If I find a match, I retrieve the coordinates and display a cross at its location along with the name of what I'm looking for.

This type of detection is very limited, because it takes a close resemblance between the element displayed on the screen and the filter to obtain a match.

This algorithm comes to us from John F. Canny who developed it in 1986.

It uses the operation of detection by filter, but goes further in the concept in order to increase the precision of the detection.

How does it works? This method is based on a simplification of the target image in order to keep only the important details, the Edges.

From a technical point of view, this consists of the application of a Gaussian filter (to reduce the noise of the image) and the use of convolution masks to detect and bring out the contours of the image thanks to the different color changes be the latter elements.

An image is made up of several thousand or even million pixels of different colors with many possible variations.

John Canny's algorithm removes colors and keeps only the most rudimentary shapes of the processed images to facilitate detection and reduce the computational load.

This demonstration is also based on a script in Python and OpenCV. The goal is to detect the orange dots on the screen and click on them as fast as possible.
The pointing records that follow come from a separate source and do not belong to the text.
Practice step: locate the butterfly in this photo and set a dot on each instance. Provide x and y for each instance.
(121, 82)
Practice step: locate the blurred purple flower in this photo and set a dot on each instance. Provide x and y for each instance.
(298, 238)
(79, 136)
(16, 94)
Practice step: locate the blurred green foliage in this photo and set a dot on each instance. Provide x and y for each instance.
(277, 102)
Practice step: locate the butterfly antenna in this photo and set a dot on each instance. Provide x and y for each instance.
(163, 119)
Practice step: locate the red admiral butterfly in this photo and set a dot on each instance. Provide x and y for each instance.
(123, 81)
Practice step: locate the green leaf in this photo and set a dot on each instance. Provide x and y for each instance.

For this test, I implemented an algorithm that also aims to reduce the computational load of the computer to facilitate detection by modifying the image. This is therefore not a Canny Edge, but a Filter Edge. By playing with the contrasts and intensities of the image, I can remove from the visual field the elements that do not interest me.

As a result, I can greatly increase the leniency of the algorithm when calculating the correspondence between the filter and the target image.
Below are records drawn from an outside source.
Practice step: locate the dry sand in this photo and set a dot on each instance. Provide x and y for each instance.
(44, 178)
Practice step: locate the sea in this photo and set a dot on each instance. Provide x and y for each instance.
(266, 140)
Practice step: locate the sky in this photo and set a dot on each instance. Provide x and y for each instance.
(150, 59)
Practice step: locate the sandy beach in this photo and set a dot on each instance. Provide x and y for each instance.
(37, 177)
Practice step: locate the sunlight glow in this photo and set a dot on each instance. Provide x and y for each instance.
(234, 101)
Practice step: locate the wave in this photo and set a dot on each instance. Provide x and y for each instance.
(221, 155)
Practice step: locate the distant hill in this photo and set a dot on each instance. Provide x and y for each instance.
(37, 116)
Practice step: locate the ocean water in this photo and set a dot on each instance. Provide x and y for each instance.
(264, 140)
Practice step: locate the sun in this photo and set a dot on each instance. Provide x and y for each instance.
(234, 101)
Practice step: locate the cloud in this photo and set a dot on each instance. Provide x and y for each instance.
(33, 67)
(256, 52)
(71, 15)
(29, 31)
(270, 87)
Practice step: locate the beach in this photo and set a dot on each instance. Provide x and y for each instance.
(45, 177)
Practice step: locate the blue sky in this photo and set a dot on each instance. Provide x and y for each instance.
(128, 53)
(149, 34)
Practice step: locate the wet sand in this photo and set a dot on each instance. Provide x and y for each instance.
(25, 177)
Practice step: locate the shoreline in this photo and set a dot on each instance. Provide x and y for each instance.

Due to the performance of my computer and the way MacOs handles screenshots the results are not impressive but on another machine it would work fine.

Behind this barbaric name hides a relatively effective computer vision technique developed by OpenCV.

The objective of this algorithm is once again to define a filter. But instead of keeping the whole of this filter, we will keep only a few anchor points.

It will then be a question of looking for a correspondence between each point of our filter and our target image. If the algorithm detects at a certain place in our image more than X corresponding points, it signals it to us and marks the detection.

This algorithm is particularly effective in detecting the presence of a filter on an image, but is not precise in determining an exact position. In question the fact that it is not the filter which is applied in full, but only certain anchor points.

For this example, I applied a combination of Canny Edge and ORB. This allows me to keep a minimum of elements on the screen to limit false positives and reduce computational loads.

Despite the detections, we can see on the left screen that the mouse does not move, because my program cannot detect the position of the circles on the screen due to the operation of the algorithm which acts more like a tool of detection and not of localization.

Artificial intelligence has come to disrupt the world of computer vision. The latter offers unprecedented speed, efficiency and simplicity in image detection.

Many frameworks offer pre-trained AI models allowing many functionalities.

With openCV and Yolo, for example, it is possible to connect your webcam and perform object recognition in a few minutes

In order to experiment what it was possible to do with these tools. I made a “sports assistant” based on Google's mediapipe framework.

The objective of this assistant and to control the amplitude when performing a bodybuilding exercise: the curl.

The first step of the project was to set up a python working environment with OpenCV and mediapipe.

The field of computer vision is an exciting field of activity that has evolved very rapidly over the past 10 years, and which is increasingly in demand in our society.

More generally, this area meets major needs in current challenges such as autonomous driving, for example.

I strongly urge you to try it out for fun or training in this area.